Later, Pence and top Russian chefs cooked for the Soviet ambassador in Washington, D.C.. Again, widespread publicity. "Louis knows how to get what he wants. He's pretty persuasive," Pence says today. "He never said no to the press, which made him somebody they always came to."

Launching a young chef

Richmond first honed his chef-promoting skills with Casey, in the mid-1980s. New at the Sheraton then, he spotted her in the kitchen and saw potential. A talented, inventive chef, Casey, then 22, also had a "look," with her spiky, blond hair and wild earrings.

"She stuck out from the crowd, she had presence," Richmond recalls in his downtown, art-bedecked office, with its desk of pink Turkish marble. Tieless, in white shirt and gray slacks, he makes it clear he'll give this interview all the time needed.

With Richmond's help and Sheraton backing, young Casey was soon in local media and then on ABC's "Good Morning America." Cooking for The New York Times's Craig Claiborne yielded more publicity.

Casey and Pence now have successful post-Fullers careers - Casey with food writing and a busy restaurant-consulting business, and Pence with her own Portland restaurant and a TV cooking series.

While their talents are unquestioned, there's no doubt that smart PR and corporate support also helped boost them into the limelight and Fullers into national notice.

Still, some other Seattle chefs, such as Douglas, get media attention without that kind of backing. In Douglas' case, knowing observers credit not only his creative cooking but his willingness to cook for countless charity events.

Mauny Kaseburg, who's done PR consulting for such restaurants as Ray's Boathouse, says publicity will draw customers once, but an eatery must be good to bring them back.

`Destined to be a musician'

Richmond's creative impulses, so effective in publicity, were once turned elsewhere. Anyone not tuned in to Seattle's classical-music history might be surprised to learn he founded and directed the Northwest Chamber Orchestra in the 1970s, taught music at the University of Puget Sound and, earlier, was a cellist in the National Symphony Orchestra, in Washington, D.C.

"I was destined to be a musician," he says. Encouraged by his mother, a bookkeeper, and his father, a repairer of dental tools, he saw classical music as "cool, not nerdy," and spent hours practicing his cello.

Studies at the Eastman School of Music and Temple University followed, and by 22 he was in the National Symphony.

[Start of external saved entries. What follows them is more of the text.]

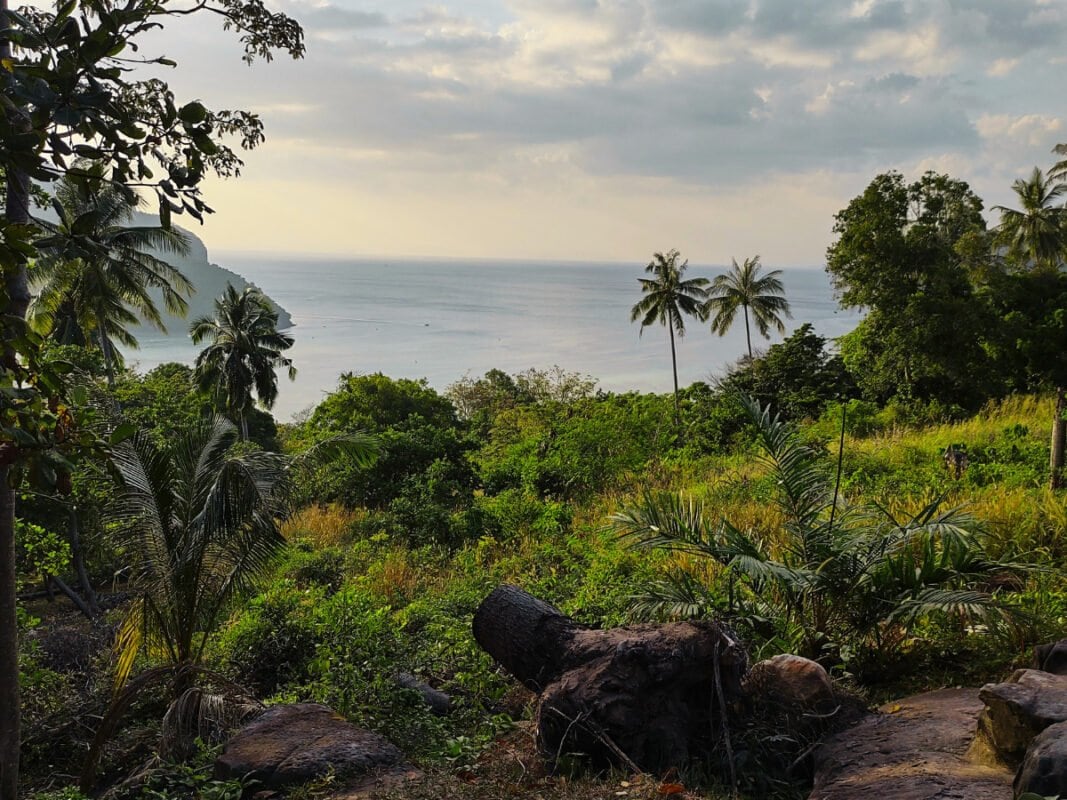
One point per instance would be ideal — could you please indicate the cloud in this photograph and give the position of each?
(686, 95)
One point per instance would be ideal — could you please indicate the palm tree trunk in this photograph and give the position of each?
(78, 556)
(16, 284)
(108, 357)
(1058, 442)
(673, 361)
(9, 646)
(748, 335)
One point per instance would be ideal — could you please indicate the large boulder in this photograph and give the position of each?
(914, 750)
(1017, 710)
(295, 744)
(792, 683)
(1044, 769)
(1052, 657)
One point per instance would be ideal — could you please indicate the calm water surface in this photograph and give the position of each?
(446, 319)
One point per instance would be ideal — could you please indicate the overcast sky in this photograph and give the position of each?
(607, 129)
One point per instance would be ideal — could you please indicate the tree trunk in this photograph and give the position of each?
(9, 646)
(524, 634)
(639, 697)
(748, 335)
(78, 557)
(73, 596)
(1058, 442)
(17, 211)
(109, 364)
(673, 362)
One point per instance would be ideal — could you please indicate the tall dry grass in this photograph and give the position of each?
(322, 526)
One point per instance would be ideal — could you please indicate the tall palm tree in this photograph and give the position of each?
(744, 287)
(95, 277)
(667, 299)
(244, 351)
(1036, 233)
(1058, 171)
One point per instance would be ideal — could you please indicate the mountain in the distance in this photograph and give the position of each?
(209, 278)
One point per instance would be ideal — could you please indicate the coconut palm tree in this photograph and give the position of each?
(1058, 171)
(95, 277)
(862, 575)
(667, 300)
(244, 351)
(1035, 236)
(1036, 233)
(744, 287)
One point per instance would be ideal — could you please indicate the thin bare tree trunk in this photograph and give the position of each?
(1058, 442)
(108, 356)
(17, 211)
(673, 362)
(9, 646)
(78, 557)
(748, 335)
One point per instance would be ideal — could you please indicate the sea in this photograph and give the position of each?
(446, 319)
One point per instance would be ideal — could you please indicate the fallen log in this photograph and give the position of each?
(640, 697)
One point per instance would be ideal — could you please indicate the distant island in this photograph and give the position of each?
(209, 278)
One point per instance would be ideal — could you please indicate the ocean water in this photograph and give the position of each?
(445, 319)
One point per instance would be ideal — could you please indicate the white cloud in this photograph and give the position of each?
(1001, 67)
(542, 104)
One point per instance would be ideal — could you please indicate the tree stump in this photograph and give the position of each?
(640, 697)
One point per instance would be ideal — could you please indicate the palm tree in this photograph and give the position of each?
(744, 287)
(200, 524)
(667, 299)
(1035, 234)
(1058, 171)
(244, 350)
(861, 575)
(95, 278)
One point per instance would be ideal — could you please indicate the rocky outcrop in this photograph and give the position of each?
(917, 749)
(1016, 712)
(793, 684)
(1044, 769)
(295, 744)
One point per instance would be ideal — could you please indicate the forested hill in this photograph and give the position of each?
(209, 278)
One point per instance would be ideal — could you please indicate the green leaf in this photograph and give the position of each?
(122, 432)
(192, 113)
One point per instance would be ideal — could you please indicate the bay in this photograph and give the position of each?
(444, 319)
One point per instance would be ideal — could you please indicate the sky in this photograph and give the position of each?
(609, 129)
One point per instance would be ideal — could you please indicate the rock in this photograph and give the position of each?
(295, 744)
(1052, 657)
(1044, 769)
(793, 682)
(436, 701)
(914, 750)
(1017, 710)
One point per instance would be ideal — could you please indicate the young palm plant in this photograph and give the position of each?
(834, 576)
(200, 524)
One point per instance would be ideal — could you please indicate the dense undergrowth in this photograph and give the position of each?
(383, 568)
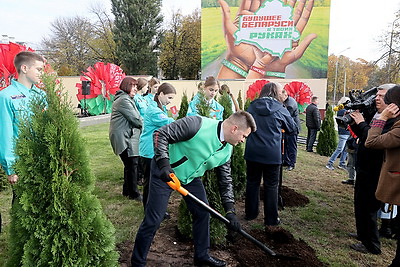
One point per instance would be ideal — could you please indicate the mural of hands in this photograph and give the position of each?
(248, 60)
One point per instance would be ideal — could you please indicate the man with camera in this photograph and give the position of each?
(368, 165)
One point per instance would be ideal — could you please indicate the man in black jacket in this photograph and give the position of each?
(290, 151)
(313, 123)
(368, 166)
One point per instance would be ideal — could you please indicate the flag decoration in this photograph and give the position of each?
(104, 83)
(301, 92)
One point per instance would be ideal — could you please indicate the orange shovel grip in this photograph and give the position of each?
(176, 185)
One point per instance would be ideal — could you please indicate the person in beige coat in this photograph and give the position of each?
(388, 190)
(125, 129)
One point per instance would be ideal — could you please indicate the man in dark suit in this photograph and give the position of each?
(368, 166)
(313, 123)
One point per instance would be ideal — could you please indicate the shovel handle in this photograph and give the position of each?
(176, 185)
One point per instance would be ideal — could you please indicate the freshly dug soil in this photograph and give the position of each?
(169, 249)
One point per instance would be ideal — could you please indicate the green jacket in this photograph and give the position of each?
(193, 146)
(14, 102)
(125, 125)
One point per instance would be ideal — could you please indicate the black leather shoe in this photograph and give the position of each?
(210, 261)
(359, 247)
(348, 181)
(353, 235)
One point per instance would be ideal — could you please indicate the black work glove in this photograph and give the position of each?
(165, 170)
(234, 223)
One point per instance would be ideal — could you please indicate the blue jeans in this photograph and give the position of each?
(340, 149)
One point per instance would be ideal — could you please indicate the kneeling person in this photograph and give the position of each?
(189, 147)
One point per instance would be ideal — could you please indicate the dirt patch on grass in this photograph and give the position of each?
(169, 249)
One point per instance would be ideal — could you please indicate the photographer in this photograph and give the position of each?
(389, 185)
(368, 165)
(341, 147)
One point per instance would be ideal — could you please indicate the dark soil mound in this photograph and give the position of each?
(290, 252)
(169, 248)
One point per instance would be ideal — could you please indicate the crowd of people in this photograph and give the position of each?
(152, 146)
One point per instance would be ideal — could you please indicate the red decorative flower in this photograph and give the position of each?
(300, 91)
(105, 80)
(255, 89)
(7, 68)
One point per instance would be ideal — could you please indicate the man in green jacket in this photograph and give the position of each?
(14, 102)
(188, 147)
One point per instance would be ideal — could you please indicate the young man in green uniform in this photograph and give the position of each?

But he found he didn't enjoy orchestra playing, so moved on to teaching music, eventually at UPS. But academia didn't suit him either - "I hated it, really" - and he couldn't earn a living only with the chamber orchestra.

So he abandoned music, applied for a marketing job at the Alexis Hotel and got it. Later came the Sheraton, and, in 1992, his own public-relations company.

He still thrives on Bach, and tells his staffers to model their press releases after the composer's music: As with Bach's every note, make every word count.

An inhaler of the written word who often reads until midnight, Richmond spent his recent Hawaiian-vacation beach time reading Camus' bleak existential novel, "The Plague." But he also watches "Seinfeld."

His staff of 12 includes his son, Lorne, an account executive, and wife, Betty Ann, a psychotherapist who also helps out at the PR company.

Where does Louis Richmond, restaurant promoter, like to dine? Most of all at his Montlake home, on Betty Ann's cooking.